Elas estão associadas ao aumento dos níveis de estrogênio no organismo, o que ocorre quando o fígado perde a capacidade de metabolizar adequadamente esse hormônio. A presença de angiomas maiores ou em grande quantidade pode indicar um estágio mais avançado de comprometimento hepático.
Eritema palmar: vermelhidão nas palmas das mãos
O eritema palmar é caracterizado por um avermelhamento intenso nas palmas das mãos, especialmente na região da base do polegar e do dedo mínimo.
Assim como as aranhas vasculares, esse sinal também está relacionado ao excesso de estrogênios circulantes, que promovem a dilatação dos vasos sanguíneos e alteram a coloração da pele.
Xantelasmas: placas amareladas nas pálpebras
Os xantelasmas são placas amareladas que surgem principalmente nas pálpebras e costumam aparecer de forma simétrica.
Embora sejam indolores, podem indicar alterações no metabolismo das gorduras. Quando o fígado não consegue processar adequadamente os lipídios, ocorre o acúmulo dessas substâncias em determinadas áreas da pele, sendo recomendada a realização de exames laboratoriais.
Varizes periumbilicais: dilatação de vasos no abdômen
A presença de veias dilatadas ao redor do umbigo indica aumento da pressão nos vasos abdominais, geralmente relacionado à obstrução do fluxo sanguíneo para o fígado.

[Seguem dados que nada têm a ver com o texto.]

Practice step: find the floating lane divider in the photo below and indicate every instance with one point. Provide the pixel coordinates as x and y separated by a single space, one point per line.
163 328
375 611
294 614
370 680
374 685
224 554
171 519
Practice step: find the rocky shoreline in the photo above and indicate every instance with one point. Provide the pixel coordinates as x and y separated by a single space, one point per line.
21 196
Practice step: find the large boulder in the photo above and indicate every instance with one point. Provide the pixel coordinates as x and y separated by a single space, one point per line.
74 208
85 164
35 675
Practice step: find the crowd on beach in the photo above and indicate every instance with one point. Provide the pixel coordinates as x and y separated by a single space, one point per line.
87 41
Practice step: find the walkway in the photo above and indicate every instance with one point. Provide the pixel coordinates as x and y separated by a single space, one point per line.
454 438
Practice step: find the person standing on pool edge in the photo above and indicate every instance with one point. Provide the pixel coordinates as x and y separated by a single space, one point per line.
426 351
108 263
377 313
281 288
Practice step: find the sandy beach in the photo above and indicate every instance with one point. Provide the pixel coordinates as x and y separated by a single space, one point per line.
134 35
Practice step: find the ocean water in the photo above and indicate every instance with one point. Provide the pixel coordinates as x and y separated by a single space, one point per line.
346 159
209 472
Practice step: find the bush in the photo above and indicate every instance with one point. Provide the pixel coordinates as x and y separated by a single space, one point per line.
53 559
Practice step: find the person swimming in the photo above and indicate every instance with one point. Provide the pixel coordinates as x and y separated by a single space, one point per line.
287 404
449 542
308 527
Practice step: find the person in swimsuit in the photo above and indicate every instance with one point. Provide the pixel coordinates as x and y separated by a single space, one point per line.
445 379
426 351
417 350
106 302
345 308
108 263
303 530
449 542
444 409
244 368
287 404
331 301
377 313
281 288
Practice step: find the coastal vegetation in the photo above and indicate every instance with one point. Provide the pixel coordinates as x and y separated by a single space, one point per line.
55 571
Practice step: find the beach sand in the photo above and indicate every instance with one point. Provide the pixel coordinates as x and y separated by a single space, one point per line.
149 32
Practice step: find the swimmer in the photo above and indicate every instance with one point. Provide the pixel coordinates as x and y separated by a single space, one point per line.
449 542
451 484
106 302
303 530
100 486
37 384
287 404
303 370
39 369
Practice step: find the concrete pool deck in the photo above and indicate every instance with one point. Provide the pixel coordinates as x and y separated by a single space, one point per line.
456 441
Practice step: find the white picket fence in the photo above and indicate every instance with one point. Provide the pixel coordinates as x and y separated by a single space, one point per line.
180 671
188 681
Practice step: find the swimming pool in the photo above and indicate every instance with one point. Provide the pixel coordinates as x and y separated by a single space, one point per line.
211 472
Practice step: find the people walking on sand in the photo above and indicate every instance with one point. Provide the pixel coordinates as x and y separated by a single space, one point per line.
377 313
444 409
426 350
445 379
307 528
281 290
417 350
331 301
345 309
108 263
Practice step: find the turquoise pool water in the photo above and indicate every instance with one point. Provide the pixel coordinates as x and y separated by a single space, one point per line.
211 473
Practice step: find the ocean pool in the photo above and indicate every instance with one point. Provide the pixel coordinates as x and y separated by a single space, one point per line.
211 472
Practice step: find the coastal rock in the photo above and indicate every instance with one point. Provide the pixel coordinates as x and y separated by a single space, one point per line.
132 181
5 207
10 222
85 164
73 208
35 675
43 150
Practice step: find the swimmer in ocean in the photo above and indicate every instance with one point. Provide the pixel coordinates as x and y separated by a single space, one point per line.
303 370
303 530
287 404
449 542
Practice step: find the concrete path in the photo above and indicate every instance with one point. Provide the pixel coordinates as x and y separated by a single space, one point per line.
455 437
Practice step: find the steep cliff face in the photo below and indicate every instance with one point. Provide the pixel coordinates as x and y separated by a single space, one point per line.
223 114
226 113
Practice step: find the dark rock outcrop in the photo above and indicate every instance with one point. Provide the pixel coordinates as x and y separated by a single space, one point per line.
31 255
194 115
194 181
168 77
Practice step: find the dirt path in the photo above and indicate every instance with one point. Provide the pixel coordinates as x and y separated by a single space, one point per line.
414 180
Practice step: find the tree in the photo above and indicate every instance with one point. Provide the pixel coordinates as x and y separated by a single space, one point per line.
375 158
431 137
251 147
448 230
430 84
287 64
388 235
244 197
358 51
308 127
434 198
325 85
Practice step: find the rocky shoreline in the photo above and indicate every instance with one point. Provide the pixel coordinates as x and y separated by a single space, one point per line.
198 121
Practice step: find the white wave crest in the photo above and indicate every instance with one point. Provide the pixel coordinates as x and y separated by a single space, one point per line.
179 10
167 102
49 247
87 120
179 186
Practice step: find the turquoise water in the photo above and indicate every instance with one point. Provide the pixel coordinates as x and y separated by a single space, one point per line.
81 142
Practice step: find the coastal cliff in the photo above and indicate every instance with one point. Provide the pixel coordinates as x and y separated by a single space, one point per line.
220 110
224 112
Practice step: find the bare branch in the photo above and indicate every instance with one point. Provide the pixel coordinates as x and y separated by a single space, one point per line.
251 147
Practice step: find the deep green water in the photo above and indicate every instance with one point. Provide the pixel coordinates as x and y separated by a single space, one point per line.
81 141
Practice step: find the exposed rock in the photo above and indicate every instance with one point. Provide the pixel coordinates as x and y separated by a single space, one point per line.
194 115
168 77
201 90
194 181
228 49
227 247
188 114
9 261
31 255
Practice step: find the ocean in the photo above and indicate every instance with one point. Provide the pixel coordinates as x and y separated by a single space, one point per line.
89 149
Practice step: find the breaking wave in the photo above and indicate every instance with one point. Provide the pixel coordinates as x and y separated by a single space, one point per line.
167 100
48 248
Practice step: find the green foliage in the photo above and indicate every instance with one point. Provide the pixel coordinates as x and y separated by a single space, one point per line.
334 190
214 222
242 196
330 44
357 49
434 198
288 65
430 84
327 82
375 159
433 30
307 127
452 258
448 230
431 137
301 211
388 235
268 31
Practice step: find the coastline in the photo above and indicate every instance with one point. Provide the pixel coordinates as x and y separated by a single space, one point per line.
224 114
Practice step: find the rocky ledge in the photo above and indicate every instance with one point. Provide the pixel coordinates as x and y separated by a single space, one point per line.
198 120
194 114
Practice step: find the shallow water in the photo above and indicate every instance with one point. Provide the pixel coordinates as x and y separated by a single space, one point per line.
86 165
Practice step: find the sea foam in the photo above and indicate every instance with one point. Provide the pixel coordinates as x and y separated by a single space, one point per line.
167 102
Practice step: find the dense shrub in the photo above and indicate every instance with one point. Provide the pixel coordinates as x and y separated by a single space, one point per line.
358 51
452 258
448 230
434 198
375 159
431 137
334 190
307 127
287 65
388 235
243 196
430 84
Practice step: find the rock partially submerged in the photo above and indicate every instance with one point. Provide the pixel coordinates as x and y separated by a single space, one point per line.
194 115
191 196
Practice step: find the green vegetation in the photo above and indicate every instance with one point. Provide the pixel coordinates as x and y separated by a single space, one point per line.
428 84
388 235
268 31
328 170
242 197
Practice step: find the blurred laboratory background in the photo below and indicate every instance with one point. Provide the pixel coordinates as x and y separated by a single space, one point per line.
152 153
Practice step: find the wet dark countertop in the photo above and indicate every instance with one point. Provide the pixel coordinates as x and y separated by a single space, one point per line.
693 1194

Esse achado é comum em casos de cirrose avançada e merece atenção imediata, pois sinaliza comprometimento significativo da circulação hepática.
Além dos sinais visíveis na pele, doenças do fígado podem causar outros sintomas, como fadiga constante, inchaço abdominal, náuseas e alterações no apetite. A associação desses sinais reforça a importância de uma avaliação médica detalhada.
Manter hábitos saudáveis, como alimentação equilibrada, consumo moderado de álcool e acompanhamento médico regular, contribui para a saúde do fígado e pode prevenir o surgimento de doenças hepáticas.
Em resumo, a pele pode funcionar como um verdadeiro alerta do organismo. Diante de qualquer alteração persistente ou incomum, procurar orientação médica é fundamental para identificar a causa, confirmar o diagnóstico e iniciar o tratamento adequado o quanto antes.